L'armée de terre est composée de 6 divisions, plus un corps de génie et une brigade d'infanterie parachutiste.

Concernant l'équipement de l'armée de terre vénézuélienne, l'embargo imposé par le gouvernement américain lors de la présidence de G. W. Bush a profondément modifié les pays fournisseurs d'armement, et la Russie et la Chine se sont progressivement imposées sur ce marché. Le processus de modernisation engagé par l'armée de terre vise à accroître la mobilité des troupes, notamment grâce à l'acquisition d'hélicoptères de transport et de matériel de fabrication russe. La marine est notamment équipée de 6 frégates et de 2 sous-marins et l'armée de l'air de 24 Sukhoi russes et de 21 F-16 américains.

Le régime chaviste a jeté les bases d'une réforme en profondeur de la défense vénézuélienne.

D'ores et déjà, toutes les décisions sont prises au plus haut niveau de l'appareil militaire, et s'inscrivent dans l'esprit révolutionnaire bolivarien. La réorganisation annoncée des forces armées nationales bolivariennes (FANB), avec la disparition programmée des commandements des composantes traditionnelles au profit de régions militaires aux ordres d'un commandement stratégique opérationnelle (CEO) délocalisé à Maracay, à 200 km à l'ouest de Caracas, s'accompagnent d'une formation à dominante idéologique dispensée à l'Université militaire bolivarienne, à vocation civico-militaire. Cette Université doit, à terme, regrouper toutes les structures de formation de la défense, notamment les écoles militaires. Aux officiers d'origine européenne succèdent les fils du peuple, de préférence indiens ou créoles.

Les promotions se font en fonction du degré d'adhésion à la révolution, ce qui conduit à une réduction du nombre des officiers ayant des compétences techniques (notamment les pilotes de l'ALAT et de l'Armée de l'air) ou ayant effectué des formations à l'étranger.
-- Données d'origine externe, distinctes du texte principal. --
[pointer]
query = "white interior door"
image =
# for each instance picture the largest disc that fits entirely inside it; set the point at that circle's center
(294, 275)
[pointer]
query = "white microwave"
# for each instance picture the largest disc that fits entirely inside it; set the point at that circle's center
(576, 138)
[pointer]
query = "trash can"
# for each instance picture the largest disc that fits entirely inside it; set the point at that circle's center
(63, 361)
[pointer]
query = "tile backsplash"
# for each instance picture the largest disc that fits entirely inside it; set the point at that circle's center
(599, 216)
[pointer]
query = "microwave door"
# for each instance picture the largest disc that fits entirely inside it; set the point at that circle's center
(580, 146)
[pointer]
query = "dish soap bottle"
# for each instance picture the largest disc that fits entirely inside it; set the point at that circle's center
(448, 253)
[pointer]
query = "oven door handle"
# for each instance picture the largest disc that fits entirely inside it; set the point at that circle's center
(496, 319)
L'armée vénézuélienne, peu nombreuse et sans grande expérience opérationnelle, est dotée de matériels vétustes en cours de remplacement progressif. Les autorités de Caracas ont exprimé des besoins en matière de transport aérien, d'hélicoptères de surveillance, de moyens navals, de télécommunication, de couverture radar, qui sont à prendre en compte par nos industriels pour espérer y conclure d'importants contrats, alors que les trois dernières années se sont soldées, pour nos intérêts, par des résultats insignifiants, et par la prépondérance de la concurrence russe et chinoise.

Les entreprises françaises ont des atouts à faire valoir sur ce marché solvable, mais très concurrentiel, notamment dans leurs domaines d'excellence. Les principales perspectives portent, dans le domaine naval, sur le projet d'acquisition de deux BPC : DCNS a le projet de remettre aux autorités vénézuéliennes une offre pour la fourniture de deux bâtiments de ce type, ainsi que leurs moyens et services associés. Des sonars remorqués seraient destinés à quatre corvettes océaniques : Thales Underwater Systems se trouve en bonne position pour la fourniture et l'installation de ces systèmes.

Dans le domaine aéronautique, l'achat d'une dizaine d'hélicoptères EC 725 Caracal est à l'étude. Ils viendraient compléter le parc d'hélicoptères de fabrication française déjà en service (Cougar et Super Puma).

Dans le domaine terrestre, les communications font l'objet de propositions de Thales, portant sur 200 000 postes de radio sécurisés PR4G, avec transfert de technologie et construction d'une usine au Venezuela.

En conclusion, j'estime donc qu'une telle coopération bilatérale ne peut qu'être mutuellement profitable, et vous engage à adopter le présent accord, et à prévoir son examen en séance publique en forme simplifiée.

Suivant l'avis du rapporteur, la commission a alors adopté le projet de loi et proposé que ce texte fasse l'objet d'une procédure d'examen simplifiée en séance publique.